Bois d’origine illégale exportés par le port de Douala

Contexte

Le Cameroun a débuté formellement au cours de cette année les négociations en vue d’un Accord de Partenariat Volontaire (APV) avec l’Union Européenne dans le cadre du processus FLEGT. A l’issue de cet accord, s’il est conclu, les deux parties se conviendront sur ce qu’il faut entendre par bois légal, qui sera seul autorisé à être vendu sur le marché européen. Ce lien de l’accord APV avec le commerce international fait de l’exportation des bois une des questions clés devant être examinées par les deux parties. C’est dans ce contexte qu’il sied de situer l’attention particulière du MINFOF sur la situation du centre nerveux de l’exportation du bois camerounais qu’est le port de Douala, qui a récemment été visité par plusieurs missions de contrôle auxquelles a pris part l’Observateur Indépendant.

Situation observée

Les bois entrent au port de Douala par trois voies principales: Premièrement, des grumes ou débités arrivant par camion passent par le check point (point de contrôle) PSRF-MINFOF situé à l’entrée du port, où sont vérifiés :
- La conformité des bois transportés avec leur document de transport appelé Lettre de voiture
- La validité du quitus fiscal
- La validité du titre de provenance indiqué sur le document de transport

Après ce contrôle, les bois concernés entrent au port et sont entreposés soit dans le parc commercial de la SEPBC, soit dans quelques parcs privés de certaines sociétés comme CFC/SEBC ou SEFAC/SEBAC.
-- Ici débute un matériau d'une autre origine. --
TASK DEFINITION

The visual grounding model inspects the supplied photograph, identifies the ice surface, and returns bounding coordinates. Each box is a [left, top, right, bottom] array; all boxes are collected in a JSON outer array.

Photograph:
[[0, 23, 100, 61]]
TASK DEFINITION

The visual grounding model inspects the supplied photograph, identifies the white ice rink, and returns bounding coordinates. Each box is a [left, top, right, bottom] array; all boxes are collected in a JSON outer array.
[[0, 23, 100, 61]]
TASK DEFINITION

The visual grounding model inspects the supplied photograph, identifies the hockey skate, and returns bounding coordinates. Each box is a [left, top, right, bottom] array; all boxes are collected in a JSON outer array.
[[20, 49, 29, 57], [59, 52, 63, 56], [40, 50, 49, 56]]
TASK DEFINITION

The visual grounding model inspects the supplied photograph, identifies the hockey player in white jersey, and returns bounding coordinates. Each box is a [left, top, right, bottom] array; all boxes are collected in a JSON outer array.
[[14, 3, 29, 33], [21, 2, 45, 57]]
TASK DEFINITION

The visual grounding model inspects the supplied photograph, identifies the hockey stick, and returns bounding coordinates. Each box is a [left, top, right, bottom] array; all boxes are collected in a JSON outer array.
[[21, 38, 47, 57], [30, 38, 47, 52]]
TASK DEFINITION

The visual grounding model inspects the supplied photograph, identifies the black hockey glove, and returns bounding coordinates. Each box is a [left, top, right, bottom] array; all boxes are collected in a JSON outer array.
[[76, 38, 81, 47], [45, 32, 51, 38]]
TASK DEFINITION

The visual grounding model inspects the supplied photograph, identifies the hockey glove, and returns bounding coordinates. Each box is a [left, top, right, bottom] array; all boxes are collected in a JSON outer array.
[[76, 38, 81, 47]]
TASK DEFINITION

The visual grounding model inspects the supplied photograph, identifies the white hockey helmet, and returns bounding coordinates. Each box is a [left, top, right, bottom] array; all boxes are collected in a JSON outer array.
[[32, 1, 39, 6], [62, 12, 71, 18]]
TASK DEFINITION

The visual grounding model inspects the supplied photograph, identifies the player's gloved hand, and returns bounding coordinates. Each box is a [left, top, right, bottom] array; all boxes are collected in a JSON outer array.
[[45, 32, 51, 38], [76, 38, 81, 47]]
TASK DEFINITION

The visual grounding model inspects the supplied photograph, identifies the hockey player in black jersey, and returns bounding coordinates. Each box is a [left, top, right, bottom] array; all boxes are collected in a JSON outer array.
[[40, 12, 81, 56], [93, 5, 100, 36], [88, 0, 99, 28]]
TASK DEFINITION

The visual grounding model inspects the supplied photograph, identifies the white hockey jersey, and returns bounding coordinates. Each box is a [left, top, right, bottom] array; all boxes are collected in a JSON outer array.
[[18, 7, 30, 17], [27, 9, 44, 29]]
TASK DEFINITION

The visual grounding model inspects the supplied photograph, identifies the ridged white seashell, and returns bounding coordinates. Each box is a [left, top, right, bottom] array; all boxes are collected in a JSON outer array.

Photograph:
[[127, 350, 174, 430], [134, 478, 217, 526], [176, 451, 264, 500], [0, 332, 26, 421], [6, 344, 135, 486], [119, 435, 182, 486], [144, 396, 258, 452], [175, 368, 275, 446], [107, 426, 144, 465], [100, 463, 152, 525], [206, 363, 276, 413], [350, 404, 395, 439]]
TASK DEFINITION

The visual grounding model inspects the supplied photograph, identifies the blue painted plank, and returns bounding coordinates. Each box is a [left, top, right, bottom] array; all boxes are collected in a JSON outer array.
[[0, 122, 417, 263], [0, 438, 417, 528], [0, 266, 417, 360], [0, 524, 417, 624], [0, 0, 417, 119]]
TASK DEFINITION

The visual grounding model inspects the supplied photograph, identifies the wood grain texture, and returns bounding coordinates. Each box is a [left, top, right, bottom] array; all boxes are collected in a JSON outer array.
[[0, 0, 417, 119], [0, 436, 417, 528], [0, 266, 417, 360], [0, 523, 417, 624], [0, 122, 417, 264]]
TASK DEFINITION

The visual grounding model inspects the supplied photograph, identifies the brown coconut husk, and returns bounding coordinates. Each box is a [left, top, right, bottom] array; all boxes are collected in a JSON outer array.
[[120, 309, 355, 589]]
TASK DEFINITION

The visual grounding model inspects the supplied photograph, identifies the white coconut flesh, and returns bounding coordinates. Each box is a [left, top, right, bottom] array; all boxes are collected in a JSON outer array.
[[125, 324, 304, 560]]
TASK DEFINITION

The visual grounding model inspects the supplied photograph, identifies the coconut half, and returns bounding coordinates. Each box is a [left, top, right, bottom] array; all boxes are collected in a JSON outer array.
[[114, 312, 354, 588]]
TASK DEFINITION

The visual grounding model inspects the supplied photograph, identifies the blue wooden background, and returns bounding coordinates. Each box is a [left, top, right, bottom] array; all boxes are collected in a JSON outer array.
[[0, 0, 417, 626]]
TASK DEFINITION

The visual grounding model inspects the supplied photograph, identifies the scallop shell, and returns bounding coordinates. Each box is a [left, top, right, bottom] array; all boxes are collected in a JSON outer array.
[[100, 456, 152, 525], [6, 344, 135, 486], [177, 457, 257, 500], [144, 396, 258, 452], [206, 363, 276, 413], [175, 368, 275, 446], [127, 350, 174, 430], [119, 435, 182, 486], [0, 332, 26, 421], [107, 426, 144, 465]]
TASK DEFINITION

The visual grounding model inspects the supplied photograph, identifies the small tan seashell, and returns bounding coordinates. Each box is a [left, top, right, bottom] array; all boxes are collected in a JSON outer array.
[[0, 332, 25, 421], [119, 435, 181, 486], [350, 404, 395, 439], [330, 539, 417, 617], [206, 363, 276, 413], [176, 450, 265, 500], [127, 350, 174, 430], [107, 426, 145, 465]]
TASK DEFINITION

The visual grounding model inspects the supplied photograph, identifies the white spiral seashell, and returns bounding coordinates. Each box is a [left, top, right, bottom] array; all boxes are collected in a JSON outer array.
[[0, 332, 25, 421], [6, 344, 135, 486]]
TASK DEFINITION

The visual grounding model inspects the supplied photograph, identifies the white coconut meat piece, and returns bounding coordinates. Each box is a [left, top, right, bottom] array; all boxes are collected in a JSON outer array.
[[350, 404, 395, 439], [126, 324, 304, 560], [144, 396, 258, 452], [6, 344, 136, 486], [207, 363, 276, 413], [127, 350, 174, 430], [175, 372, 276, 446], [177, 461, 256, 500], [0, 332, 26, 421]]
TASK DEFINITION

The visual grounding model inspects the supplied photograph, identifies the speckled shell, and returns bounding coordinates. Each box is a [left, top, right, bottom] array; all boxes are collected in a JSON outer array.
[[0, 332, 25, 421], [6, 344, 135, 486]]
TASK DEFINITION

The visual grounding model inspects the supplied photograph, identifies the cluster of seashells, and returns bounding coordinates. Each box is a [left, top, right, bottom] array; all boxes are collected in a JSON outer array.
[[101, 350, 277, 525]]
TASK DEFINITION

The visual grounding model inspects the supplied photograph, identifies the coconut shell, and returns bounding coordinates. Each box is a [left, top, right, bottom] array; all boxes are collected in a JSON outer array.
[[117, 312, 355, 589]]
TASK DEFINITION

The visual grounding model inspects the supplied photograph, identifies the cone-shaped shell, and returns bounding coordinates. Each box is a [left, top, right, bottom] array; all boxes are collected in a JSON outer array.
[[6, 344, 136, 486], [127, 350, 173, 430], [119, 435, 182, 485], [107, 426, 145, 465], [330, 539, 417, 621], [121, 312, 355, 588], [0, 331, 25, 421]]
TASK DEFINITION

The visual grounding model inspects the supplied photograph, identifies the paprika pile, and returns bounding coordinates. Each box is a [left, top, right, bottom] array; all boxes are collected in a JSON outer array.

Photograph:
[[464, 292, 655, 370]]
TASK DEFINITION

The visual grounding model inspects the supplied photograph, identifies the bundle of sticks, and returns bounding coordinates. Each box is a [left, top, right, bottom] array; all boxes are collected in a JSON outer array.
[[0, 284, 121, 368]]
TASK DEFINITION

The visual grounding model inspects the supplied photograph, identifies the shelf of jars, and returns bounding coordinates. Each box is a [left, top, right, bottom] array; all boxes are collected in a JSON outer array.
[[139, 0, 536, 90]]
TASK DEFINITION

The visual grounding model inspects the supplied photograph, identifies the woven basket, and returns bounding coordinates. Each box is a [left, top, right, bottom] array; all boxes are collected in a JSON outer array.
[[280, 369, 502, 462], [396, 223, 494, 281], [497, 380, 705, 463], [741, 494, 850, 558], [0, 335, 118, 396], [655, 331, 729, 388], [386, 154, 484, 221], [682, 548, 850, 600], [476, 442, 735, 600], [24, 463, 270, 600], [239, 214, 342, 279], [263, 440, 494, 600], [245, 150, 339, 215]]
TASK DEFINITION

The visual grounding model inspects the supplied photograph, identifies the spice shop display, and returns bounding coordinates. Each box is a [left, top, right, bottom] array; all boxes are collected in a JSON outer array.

Deuxièmement, des bois arrivant au port par chemin de fer (CAMRAIL) entrent directement dans les parcs à bois de la SEPBC ou autres parcs privés. Ces bois ne transitent pas par le check point situé à l’entrée du port et arrivent dans le port munis de bordereaux de transport, dont les copies ne sont pas remises à la Délégation Provinciale du MINFOF.

Enfin, des bois arrivant au port de Douala en containers scellés passent directement au terminal à container géré par la DIT (Douala International Terminal). Ces bois ne sont soumis à aucun contrôle des services du MINFOF au port, car une fois scellés (empotés) les containers ne sont plus rouverts jusqu’à leur embarquement. Les scellages (empotages) des containers en dehors du port sont censés se faire en présence des agents de la Douane et du MINFOF, qui sont supposés avoir vérifié le contenu des containers avant de contresigner les certificats d’empotage.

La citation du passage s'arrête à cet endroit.